TJX Begins Site Work for Lordstown Warehouse

LORDSTOWN, Ohio – Work quietly got underway last month on the long-anticipated regional distribution center for TJX Companies Inc.

Construction of the distribution hub, which is expected to cost up to $170 million to build, began last month, confirmed Erika Tower, TJX assistant vice president and spokeswoman for HomeGoods Inc., the TJX subsidiary that the warehouse will serve.

Work on the site began about a week ago, Mayor Arno Hill said Thursday evening.

“They’re moving forward at quite a rapid pace,” he reported. Many of the trees already are cleared from much of the site, except for those in the conservancy area. “And they’ve moved a lot of dirt,” he added.

Rather than conducting a ceremonial groundbreaking event, the company will do something at a later date, Tower said in an email responding to a request for comment.

“We typically take a pretty quiet approach,” she said. “As we mentioned previously, we had expected to begin site work last month and that is underway.”

Beyond that, she declined to provide further details regarding the 1.2 million-square foot warehouse and distribution center, which the company earlier had projected to be complete in 2020. According to its request for a 10-year, 75% tax abatement that the Trumbull County Board of Commissioners approved in March, TJX expects to create 1,000 full-time jobs at the site by the end of 2024. Officials have projected payroll at between $27 million and $30 million.

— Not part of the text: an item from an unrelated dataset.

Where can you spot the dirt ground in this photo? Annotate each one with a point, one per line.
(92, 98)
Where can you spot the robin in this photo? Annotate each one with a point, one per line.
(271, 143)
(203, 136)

Physical work on the project follows more than a year of government actions, environmental reviews and often-acrimonious debate regarding the project, which first came to light in March 2018. Officials with the Youngstown/Warren Regional Chamber had been working with TJX since early 2016.

“It was a long process to get where we are today and there is definitely a sense of relief that the site clearing had begun,” said Sarah Boyarko, the chamber’s chief operating officer.

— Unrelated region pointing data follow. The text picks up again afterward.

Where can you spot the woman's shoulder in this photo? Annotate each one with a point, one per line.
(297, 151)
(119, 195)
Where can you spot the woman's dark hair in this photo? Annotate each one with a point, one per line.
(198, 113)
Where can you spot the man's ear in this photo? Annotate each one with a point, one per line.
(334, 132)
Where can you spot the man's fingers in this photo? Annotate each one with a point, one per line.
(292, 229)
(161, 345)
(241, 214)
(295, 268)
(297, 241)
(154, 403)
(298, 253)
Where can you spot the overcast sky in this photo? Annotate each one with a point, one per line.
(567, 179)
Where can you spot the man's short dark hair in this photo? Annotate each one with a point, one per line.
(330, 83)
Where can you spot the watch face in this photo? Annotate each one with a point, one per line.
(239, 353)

Challenges and protests by a group of village residents opposed to rezoning the 290 acres where TJX proposed building the distribution center at one point led the company to withdraw its application to rezone the land. After village residents upheld the rezoning in an August referendum, opponents unsuccessfully pursued a court challenge to the state law that permitted the referendum to take place.

In late March, TJX completed the purchase of the property for the warehouse.

Hill welcomed the new jobs and revenue to Lordstown, which is reeling from the March idling of the General Motors plant there. The village is getting to the point where it is a “retirement community,” based on its graying population, he remarked.

“Retirees don’t pay the village bills and we run our village off the village income tax,” he said. It’s good to have jobs coming in to offset the loss of the GM plant, he said, though he hasn’t given up hope on it yet.

The idled General Motors Lordstown complex can be seen from the land being prepared for the TJX HomeGoods distribution hub.

Though not approached personally, the mayor also said he has heard about other parties who were interested in locating in the village but had waited to see what happened with the zone change.

Boyarko was unsure how long the site-clearing work would take or when steel would go up on the site, but she was encouraged to see the earth-moving equipment on-site to begin the construction process.

“I am sure that things will progress quickly from this point forward,” Boyarko said. “I can’t wait to see the building take shape in the coming months.”

Pictured above: Earth-moving equipment is on-site and work has begun on the land for the TJX HomeGoods distribution center.